La Ubisoft conquisterà le sale americane il 28 maggio 2010 con uno dei suoi titoli storici, Prince of Persia: The Sands of Time. No, non vi siete persi per sbaglio l’ascesa di una nuova major, la Ubisoft è una casa di produzione, sì, ma di videogame.

Tutti gli appassionati se lo stavano aspettando e quando la Disney ha preso in mano le redini del progetto, l’intera comunità di videogiocatori è esplosa in una roboante ovazione. La prima versione del celebre arcade risale al 1989 e la storia è sempre stata la stessa, anche nelle versioni successive: il giovane e atletico principe senza nome corre attraverso i pericoli di sotterranei pieni di nemici da fare a fette per salvare la bella principessa, catturata dal perfido visir. Nel corso del tempo la grafica è migliorata, le potenzialità e la giocabilità delle versioni per le console di ultima generazione non conoscono limiti e chiunque, almeno una volta, ha sognato di potersi arrampicare come fa lui, il principe senza nome. Ma a farlo davvero è stato Jake Gyllenhaal.

Le riprese del film, effettuate presso i Pinewood Studios di Londra, sono ormai giunte al termine e si prevede un lavoro di post-produzione davvero estenuante.

La sceneggiatura si allontana parecchio dalla trama del videogame. Tutta la vicenda ruota intorno al “Pugnale del Tempo”, un oggetto magico in grado di trasportare il suo possessore nel passato.

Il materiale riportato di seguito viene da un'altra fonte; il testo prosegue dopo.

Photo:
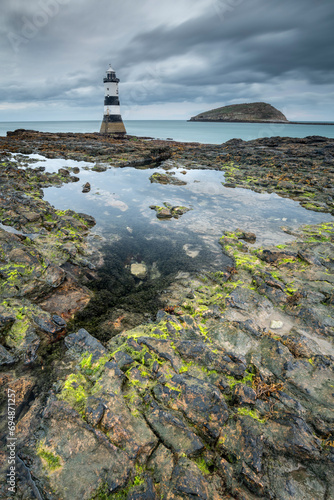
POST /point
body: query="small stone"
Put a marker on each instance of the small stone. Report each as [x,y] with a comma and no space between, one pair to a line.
[243,394]
[276,325]
[58,320]
[5,357]
[82,342]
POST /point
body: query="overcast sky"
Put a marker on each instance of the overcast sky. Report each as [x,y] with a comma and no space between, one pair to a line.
[175,58]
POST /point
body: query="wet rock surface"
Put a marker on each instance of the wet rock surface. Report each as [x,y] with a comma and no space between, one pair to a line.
[228,393]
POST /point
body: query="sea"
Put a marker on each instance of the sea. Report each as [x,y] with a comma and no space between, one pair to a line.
[182,130]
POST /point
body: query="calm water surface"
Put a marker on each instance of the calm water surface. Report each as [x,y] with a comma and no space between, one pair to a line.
[181,130]
[120,200]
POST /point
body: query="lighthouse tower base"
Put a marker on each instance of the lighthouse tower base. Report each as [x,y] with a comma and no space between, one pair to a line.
[108,127]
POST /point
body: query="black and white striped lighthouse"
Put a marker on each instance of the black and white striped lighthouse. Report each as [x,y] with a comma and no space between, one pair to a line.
[112,122]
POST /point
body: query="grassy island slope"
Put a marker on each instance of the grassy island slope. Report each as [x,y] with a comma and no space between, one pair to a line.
[248,112]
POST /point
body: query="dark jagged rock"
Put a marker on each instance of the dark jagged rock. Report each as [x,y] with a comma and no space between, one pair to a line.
[82,342]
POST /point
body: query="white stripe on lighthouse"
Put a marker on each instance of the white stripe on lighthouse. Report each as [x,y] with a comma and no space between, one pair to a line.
[112,110]
[110,88]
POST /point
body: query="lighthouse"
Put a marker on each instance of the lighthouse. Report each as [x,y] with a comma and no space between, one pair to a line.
[112,122]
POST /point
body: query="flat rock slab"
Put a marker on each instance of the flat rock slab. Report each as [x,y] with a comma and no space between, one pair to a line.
[173,432]
[82,342]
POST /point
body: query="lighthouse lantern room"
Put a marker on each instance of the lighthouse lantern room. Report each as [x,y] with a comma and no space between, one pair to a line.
[112,122]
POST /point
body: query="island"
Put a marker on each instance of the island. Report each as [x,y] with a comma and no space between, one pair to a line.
[260,112]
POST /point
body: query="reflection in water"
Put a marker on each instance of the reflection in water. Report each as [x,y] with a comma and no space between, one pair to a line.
[143,254]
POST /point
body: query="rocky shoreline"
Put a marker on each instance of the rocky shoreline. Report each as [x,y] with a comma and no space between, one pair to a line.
[227,394]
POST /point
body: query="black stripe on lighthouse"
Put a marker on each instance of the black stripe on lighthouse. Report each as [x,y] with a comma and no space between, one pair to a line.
[112,118]
[111,101]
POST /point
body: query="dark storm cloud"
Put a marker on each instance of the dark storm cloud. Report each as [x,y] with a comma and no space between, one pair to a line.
[183,52]
[258,36]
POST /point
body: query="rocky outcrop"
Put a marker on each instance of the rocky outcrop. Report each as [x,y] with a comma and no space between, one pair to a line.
[248,112]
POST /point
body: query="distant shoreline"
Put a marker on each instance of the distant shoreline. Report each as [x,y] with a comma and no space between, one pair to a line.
[259,121]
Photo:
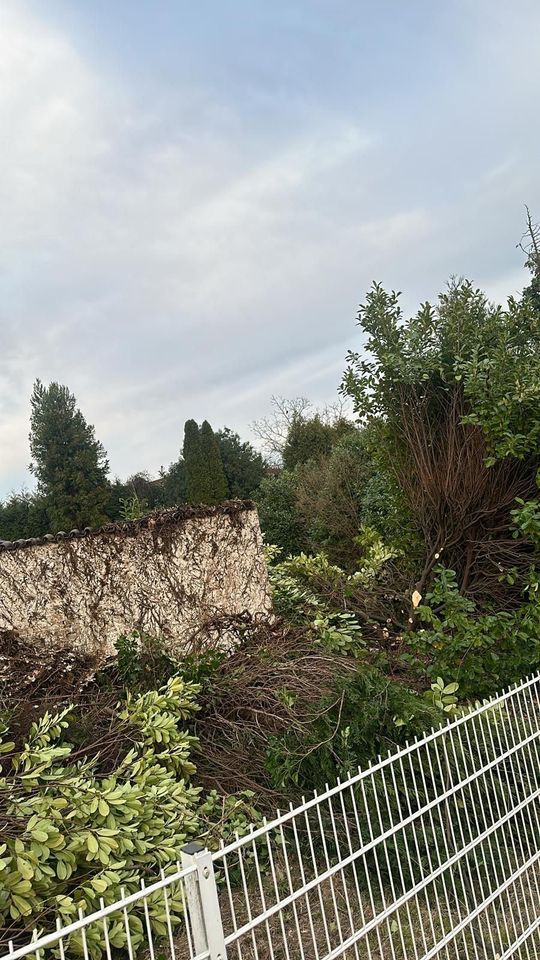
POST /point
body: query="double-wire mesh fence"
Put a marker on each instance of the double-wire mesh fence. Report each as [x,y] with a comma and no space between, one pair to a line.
[433,851]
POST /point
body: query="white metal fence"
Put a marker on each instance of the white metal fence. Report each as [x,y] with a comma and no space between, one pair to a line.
[433,851]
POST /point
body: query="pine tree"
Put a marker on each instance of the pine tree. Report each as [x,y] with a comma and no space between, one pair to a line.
[205,477]
[69,463]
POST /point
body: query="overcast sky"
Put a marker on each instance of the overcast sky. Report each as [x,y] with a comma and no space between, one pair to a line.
[194,196]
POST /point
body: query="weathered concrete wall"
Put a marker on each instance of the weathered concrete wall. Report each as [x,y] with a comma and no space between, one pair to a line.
[170,573]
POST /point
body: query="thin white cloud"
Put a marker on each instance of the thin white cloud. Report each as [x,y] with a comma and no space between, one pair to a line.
[165,262]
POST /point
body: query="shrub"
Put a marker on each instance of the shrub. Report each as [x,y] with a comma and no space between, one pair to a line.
[482,651]
[79,825]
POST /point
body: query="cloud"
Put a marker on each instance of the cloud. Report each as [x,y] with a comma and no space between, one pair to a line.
[169,252]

Inutile dire che ci sarà chi vorrà sottrarre al principe (che per l’occasione ha finalmente un nome, Dastan) il suo prezioso arnese. Intanto la guerra imperversa e Dastan dovrà assicurarsi che la sua stirpe e il suo regno perdurino. Al comando della produzione c’è quel folle genio di Jerry Bruckheimer, che dopo il successo della trilogia dei Pirati dei Caraibi sembra seriamente intenzionato a non sbagliarne una. E lo scambio tra cinema e videogame rischia di essere ancora molto prolifico. Che il film riporti lo stesso sottotitolo del primo episodio della serie videoludica fa sentire puzza di trilogia.

Jake Gyllenhaal interpretare il bello e tormentato Dastan e devo dire che quando ho saputo che aveva accettato la parte non ci potevo credere. Nel cast compaiono anche Ben Kingsley, nel ruolo dell’astuto Nazim, e Alfred Molina, che veste i panni dello Sceicco Amar. Mentre alla regia sta lavorando il “potteriano” Mike Newell.

La domanda che ci avrebbe afflitto fino a dieci anni fa sarebbe stata: quanti allenamenti dovrà fare il povero Jake per imitare le rocambolesche acrobazie del principe di Persia, i salti, le passeggiate sui muri e le arrampicate ad altezze vertiginose? La risposta, oggi come allora, è la stessa: suderà un sacco e userà una bella controfigura! Alla faccia della motion capture che aveva già permesso al corpulento Ray Winstone di prendere le sembianze dell’atletico Beowulf di Zemeckis senza dover fare altro che infilarsi una tutina aderente. Roba che al mutaforme Robert De Niro avrebbe forse fatto comodo. Ad ogni modo il dispiegamento di forze in campo è di tutto rispetto: 130 milioni di dollari.